French general (1817–1882)

Auguste-Alexandre Ducrot (/fr/; 24 February 1817 – 16 August 1882) was a French general. Ducrot served in the Crimean War, Algeria, the Italian campaign of 1859, and as a division commander in the Franco-Prussian War.

At the outbreak of the Franco-Prussian War, Ducrot was tasked with overseeing the deployment of French forces due to his familiarity with the terrain near Wissembourg. His unsupported division was surprised and defeated by a large force of Prussians and Bavarians at the Battle of Wissembourg. At the Battle of Sedan on 1 September 1870, he succeeded to command of the French army when Marshal MacMahon was wounded early in the morning. By that time, it was obvious that a disastrous defeat was inevitable. Ducrot summed up the situation with the famous remark: « Nous sommes dans un pot de chambre, et nous y serons emmerdés. » ("We are in a chamber pot, and we're going to be shit on.")

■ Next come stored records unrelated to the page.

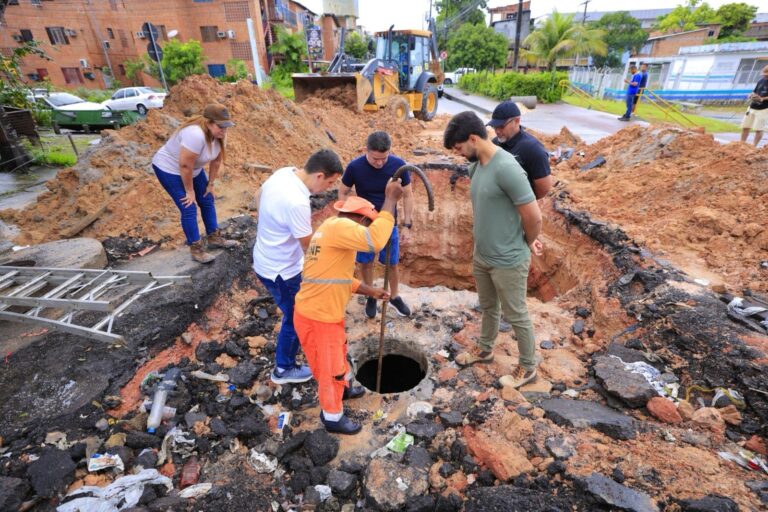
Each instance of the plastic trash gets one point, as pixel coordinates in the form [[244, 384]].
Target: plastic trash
[[746, 459], [99, 461], [178, 442], [190, 472], [400, 442], [161, 395], [195, 491], [262, 463], [124, 492], [219, 377]]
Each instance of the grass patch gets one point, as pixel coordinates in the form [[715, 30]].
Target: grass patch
[[56, 150], [650, 113]]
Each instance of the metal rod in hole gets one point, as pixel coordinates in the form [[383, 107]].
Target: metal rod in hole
[[383, 319], [74, 148]]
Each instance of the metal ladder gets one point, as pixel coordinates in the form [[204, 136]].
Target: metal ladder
[[72, 291]]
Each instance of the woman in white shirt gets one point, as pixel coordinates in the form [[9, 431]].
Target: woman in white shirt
[[178, 165]]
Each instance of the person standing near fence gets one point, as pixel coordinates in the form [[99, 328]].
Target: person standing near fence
[[633, 86], [756, 117], [641, 87]]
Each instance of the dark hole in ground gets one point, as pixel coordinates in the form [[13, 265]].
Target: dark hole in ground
[[398, 374]]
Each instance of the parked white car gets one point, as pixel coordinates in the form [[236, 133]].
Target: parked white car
[[139, 99]]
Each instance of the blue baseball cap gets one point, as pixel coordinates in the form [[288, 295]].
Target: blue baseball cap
[[502, 113]]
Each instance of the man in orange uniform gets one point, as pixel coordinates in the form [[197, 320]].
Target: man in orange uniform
[[328, 282]]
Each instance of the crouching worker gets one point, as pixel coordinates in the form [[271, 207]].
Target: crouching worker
[[327, 284]]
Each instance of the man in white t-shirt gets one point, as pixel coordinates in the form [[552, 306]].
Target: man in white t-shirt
[[284, 231]]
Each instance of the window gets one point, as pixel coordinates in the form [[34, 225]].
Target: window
[[236, 11], [216, 70], [208, 33], [241, 51], [57, 35], [72, 75]]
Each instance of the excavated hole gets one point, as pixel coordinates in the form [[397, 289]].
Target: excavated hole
[[403, 366]]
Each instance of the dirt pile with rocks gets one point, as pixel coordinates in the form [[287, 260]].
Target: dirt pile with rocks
[[689, 199], [112, 191]]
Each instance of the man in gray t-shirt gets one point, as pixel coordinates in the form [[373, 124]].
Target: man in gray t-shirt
[[507, 222]]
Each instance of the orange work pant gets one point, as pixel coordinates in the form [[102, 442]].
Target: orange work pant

Ducrot ordered the army to withdraw, but then General de Wimpffen presented a commission authorizing him to succeed MacMahon. Wimpffen overruled Ducrot, and ordered a counterattack that failed completely. Emperor Napoleon III, present on the battlefield, then surrendered the army to the Prussians.

With de Wimpffen having insisted on command, Ducrot refused to accept responsibility for signing the articles of surrender and was imprisoned by the Prussians. He soon escaped, and took part in the Siege of Paris. Ducrot commanded the most important French attack against the Prussian besiegers (the Battle of Villiers, 29 November–3 December 1870). After the defeat of this attack, Ducrot urged the French government to make peace. Cyclist Maarten Ducrot is his great-grandson.